Optional Concentrations for the Intercultural Studies Major
Linguistics courses are useful to anyone expecting to learn or work with languages. The linguistics concentration seeks to train students to become global scholar-servants, offering opportunities for global scholarship and service in language development, documentation of “endangered” languages, literacy and service in Bible translation. The program along with the INCL Core prepares the student to work in the multicultural settings where these opportunities abound. Students become familiar with both the sound systems and grammatical structures of language to prepare them for comprehensive language analysis and documentation
The International Development concentration equips students with the critical-analytical skills and contextual knowledge needed to understand and address practical problems of sustainable development anywhere in the world. The concentration is grounded in a Christian worldview and therefore pursues ideas and approaches to development that hold the promise of holistic transformation within communities and institutions, and seeks to correct the injustices associated with poverty, oppression, and inequality.
Join the long Houghton mission’s tradition and partner with the expanding global church in serving Christ in today’s world. Preparation for missions at Houghton matches the diversity of 21st century missions practice. The breadth of liberal arts opens knowledge and skills appropriate for today’s world. From the Intercultural Studies base of Global Issues, Cultural Anthropology, Intercultural Competencies and other core courses the Missions Concentration embraces historical, biblical, theological and practical studies along with field experience. Students have enriched their missions’ preparation with courses and programs including Bible, music, psychology, education, and pre-med as well as courses from the other INCL concentrations. Everything about Houghton – the faculty, the missions’ representatives, the students, the programs and general campus and community ethos point to excellent preparation for missions.
Since 2004, Houghton College has moved into the front-line position among Christian colleges in training students in an Islamic concentration. In addition to introductory Arabic, students can take up to 7-courses, spanning Islam’s sacred texts, engaging the Muslim world, global Islamisation, ME war & terrorism, Folk Islam, Islam in North America and, the history of Islam. Courses are offered by Missionary scholars in residence or similar courses can be taken through study abroad options.
The coursework exposes students to diverse theoretical perspectives, engages them in analyzing real-world problems, blends reading and discussion with experience, including both service-learning and field research. In these ways, the concentration aims to prepare students to work and serve as Christians in urban contexts, whether vocationally or as engaged citizens. The program is holistic and community-focused, works at multiple levels—family, neighborhood, city, metropolitan-area, considers carefully the role of the church, and is interdisciplinary, including theological, sociological, and political dimensions.

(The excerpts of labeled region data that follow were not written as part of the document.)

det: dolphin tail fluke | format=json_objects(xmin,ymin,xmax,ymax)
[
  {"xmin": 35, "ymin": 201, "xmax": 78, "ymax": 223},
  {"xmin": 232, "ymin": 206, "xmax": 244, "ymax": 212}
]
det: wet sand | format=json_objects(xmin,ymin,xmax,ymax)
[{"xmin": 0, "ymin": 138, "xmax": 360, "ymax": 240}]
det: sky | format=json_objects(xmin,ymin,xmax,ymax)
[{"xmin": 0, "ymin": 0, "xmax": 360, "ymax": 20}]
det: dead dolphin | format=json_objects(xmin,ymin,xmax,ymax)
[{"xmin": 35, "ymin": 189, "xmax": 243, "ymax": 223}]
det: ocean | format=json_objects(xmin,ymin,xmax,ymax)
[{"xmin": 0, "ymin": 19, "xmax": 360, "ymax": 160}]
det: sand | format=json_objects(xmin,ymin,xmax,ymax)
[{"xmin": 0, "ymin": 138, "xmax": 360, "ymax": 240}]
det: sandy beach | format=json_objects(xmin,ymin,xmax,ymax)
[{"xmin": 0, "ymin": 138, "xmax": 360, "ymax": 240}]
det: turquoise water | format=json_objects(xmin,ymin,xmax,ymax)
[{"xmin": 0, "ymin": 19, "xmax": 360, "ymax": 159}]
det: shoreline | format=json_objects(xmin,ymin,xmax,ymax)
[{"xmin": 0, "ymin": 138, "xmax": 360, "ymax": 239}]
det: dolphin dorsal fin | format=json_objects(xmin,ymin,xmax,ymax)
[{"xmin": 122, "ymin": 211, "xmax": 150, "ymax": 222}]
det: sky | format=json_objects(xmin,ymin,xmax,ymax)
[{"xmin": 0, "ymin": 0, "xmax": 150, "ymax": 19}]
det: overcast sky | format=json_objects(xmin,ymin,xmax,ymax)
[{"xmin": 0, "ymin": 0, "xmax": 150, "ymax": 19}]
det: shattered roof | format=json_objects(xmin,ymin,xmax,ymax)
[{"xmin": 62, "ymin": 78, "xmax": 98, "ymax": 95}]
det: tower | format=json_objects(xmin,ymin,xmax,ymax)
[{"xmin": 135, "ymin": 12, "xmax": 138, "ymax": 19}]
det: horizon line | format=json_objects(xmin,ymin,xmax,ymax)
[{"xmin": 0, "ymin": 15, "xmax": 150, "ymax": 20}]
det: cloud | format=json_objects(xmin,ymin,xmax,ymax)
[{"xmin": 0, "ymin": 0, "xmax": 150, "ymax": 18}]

Without a doubt, the role of the English language has been transformed in recent years. Its use in international politics and business, in science and technology, and in the media and higher education has earned it special status in over 70 countries worldwide. Nearly a quarter of the world’s population speaks this language, and it is the most widely taught foreign language in the world. Consequently, there is a great demand for competent English teachers in almost every nation in the world, including the United States. A TESOL concentration trains students to serve the international population around the world and within the United States, offering opportunities for cross-cultural service, even in countries that are closed to receiving missionaries. This is a practical key for opening the doors to our 21st century world.
These concentrations allow the student to progress in their fluency of either of these languages. The Intercultural Studies Department recognizes that the work we prepare students for must be done in the language of the people we serve. Learning one of these World languages vital to opening the door to many people in the World as their native language or as a trade language. French is particularly pertinent to development work in Francophone Africa. Spanish is vital for service within all of the Americas.